Distributed Sense and Control
Distributed sense and control systems combining large numbers of heterogeneous components have wide-reaching applications, from energy management (power grid monitoring and traffic control) to autonomous vehicles and aircraft. The unexpected interactions of a large number of interdependent subsystems in the design of such large-scale applications means a greater emphasis must be made on design methodologies that can provide guarantees on behavior and execution. My dissertation research revolves around the design and analysis of large-scale, complex, distributed sensing, actuation, and control systems with an emphasis on correct-by-construction control synthesis from formal specifications. Using an aircraft electric power system as a case example, I have demonstrated how a complete design methodology can be used from beginning optimal design of base topologies to formalization of requirements to automatic synthesis of reactive control protocols.
Temporal Logic Planning
Temporal logic planning is at the intersection of formal methods, automata theory, and control theory. It provides a hierarchical framework for synthesizing controllers based on a system’s intended behavior requirements. Reactive discrete planners are implemented at the high-level while continuous controllers, which implement the discrete plan, are used at the low-level. In my recent work, I have extended the temporal logic planning framework in two ways and applied these ideas to the application domain of aircraft vehicle management systems. The first extension has been the conversion of high-level system requirements into a formal specification language. I have created an aircraft electric power system domain-specific language that can be used, in conjunction with its associated program code, to automatically convert common domain-specific requirements into a formal specification language compatible with current synthesis solvers. The second extension has been developing a formalism for synthesizing correct-by-construction timed and untimed protocols from temporal logic specifications for aircraft electric power systems. I have proposed a framework for writing specifications in a compact manner. Furthermore, I have utilized previous work on distributed synthesis to reduce computational complexity and enhance design modularity for these large-scale, complex systems.
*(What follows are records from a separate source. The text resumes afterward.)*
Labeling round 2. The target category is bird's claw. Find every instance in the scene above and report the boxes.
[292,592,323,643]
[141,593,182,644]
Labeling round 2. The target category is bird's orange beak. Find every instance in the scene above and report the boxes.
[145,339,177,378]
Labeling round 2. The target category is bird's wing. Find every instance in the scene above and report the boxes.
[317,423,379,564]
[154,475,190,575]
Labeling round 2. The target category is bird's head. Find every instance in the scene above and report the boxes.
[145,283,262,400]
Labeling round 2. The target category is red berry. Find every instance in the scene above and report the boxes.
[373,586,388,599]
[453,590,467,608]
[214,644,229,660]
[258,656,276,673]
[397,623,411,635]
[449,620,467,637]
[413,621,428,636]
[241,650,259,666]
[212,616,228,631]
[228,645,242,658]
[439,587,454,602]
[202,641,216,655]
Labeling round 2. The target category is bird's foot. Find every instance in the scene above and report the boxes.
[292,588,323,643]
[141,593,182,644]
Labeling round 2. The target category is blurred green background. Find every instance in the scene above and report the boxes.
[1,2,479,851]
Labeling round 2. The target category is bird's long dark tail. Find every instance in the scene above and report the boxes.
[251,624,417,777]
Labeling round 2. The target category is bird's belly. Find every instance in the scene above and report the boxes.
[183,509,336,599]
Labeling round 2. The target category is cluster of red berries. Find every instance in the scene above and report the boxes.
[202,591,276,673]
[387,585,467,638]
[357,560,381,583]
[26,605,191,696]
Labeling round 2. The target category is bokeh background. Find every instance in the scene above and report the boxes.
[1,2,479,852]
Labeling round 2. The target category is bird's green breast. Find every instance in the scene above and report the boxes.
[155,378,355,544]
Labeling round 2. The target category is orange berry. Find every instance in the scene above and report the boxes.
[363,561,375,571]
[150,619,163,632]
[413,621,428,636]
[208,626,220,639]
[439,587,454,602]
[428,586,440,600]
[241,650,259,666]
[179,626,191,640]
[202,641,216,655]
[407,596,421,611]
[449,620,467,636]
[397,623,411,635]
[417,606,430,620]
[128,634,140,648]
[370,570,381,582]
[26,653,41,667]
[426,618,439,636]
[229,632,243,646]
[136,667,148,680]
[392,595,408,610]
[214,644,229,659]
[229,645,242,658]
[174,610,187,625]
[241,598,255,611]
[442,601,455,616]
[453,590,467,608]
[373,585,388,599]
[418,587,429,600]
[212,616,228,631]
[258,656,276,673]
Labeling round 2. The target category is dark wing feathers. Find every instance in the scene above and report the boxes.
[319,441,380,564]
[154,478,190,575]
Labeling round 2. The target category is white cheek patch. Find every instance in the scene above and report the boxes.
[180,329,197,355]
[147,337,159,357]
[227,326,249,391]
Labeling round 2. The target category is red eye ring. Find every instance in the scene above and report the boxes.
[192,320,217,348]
Mission planning for autonomous systems in dynamic environments using open-source autopilots/NAVAIR
This project investigates the integration and certification of open source autopilots in unmanned aerial vehicles using motion planning as a formal framework. The objective is for UMD to develop autopilot architectures and mission planning algorithms using open-source software and off-the-shelf autopilots (e.g., Navio2).
Non-Cooperative Detect and Avoid Capabilities for UAS Platforms/Lockheed Martin
This project leverages University of Maryland research in the areas of UAS detection for counter-UAS applications and autonomous vehicle path and trajectory planning to address non-cooperative detect and avoid capability for UAS systems.
Real-Time Flight Planning Simulation Software for Unmanned Aircraft Systems/Millennium Engineering and Integration
This project aims to develop and demonstrate a real-time flight simulation tool that integrates mission planning, ground command/control, onboard situational awareness, and onboard re-planning for unmanned aircraft vehicles (UAV). The tool will aid in the assessment of potential flight-safety hardware subsystems and embedded algorithmic solutions to enable operation of UAVs within the National Airspace (NAS) and uncontrolled urban airspace.
Cybersecurity Detection for UAVs/MITRE
The main goal of this project is to provide theoretical guarantees on the ability to estimate and recover from security threats to cyberphysical systems. We aim to develop a simulation and hardware testbed in which the proposed mathematical framework can be used to detect, assess, and recover from threats (both internal and external).
The Student Unmanned Aircraft Systems (SUAS) Competition, aimed at stimulating and fostering interest in unmanned air systems, technologies and careers, focuses on engaging students in a challenging mission. It requires the design, integration, and demonstration of a system capable of conducting air operations, which include autonomous flight, navigation of a specified course, and use of onboard payload sensors.
Control Software Synthesis for A Vehicular Electric Power Distribution Testbed. R. Rogersten, H. Xu, N. Ozay, U. Topcu, and R. M. Murray. In: Journal of Aerospace Information Systems. 11:10, 665-678 2015. Accepted [Link]
A Contract-Based Methodology for Aircraft Electric Power System Design. P. Nuzzo, H. Xu, N. Ozay, R. M. Murray, A. Sangiovanni-Vincentelli, et al. In: IEEE Access. 2013. [Link]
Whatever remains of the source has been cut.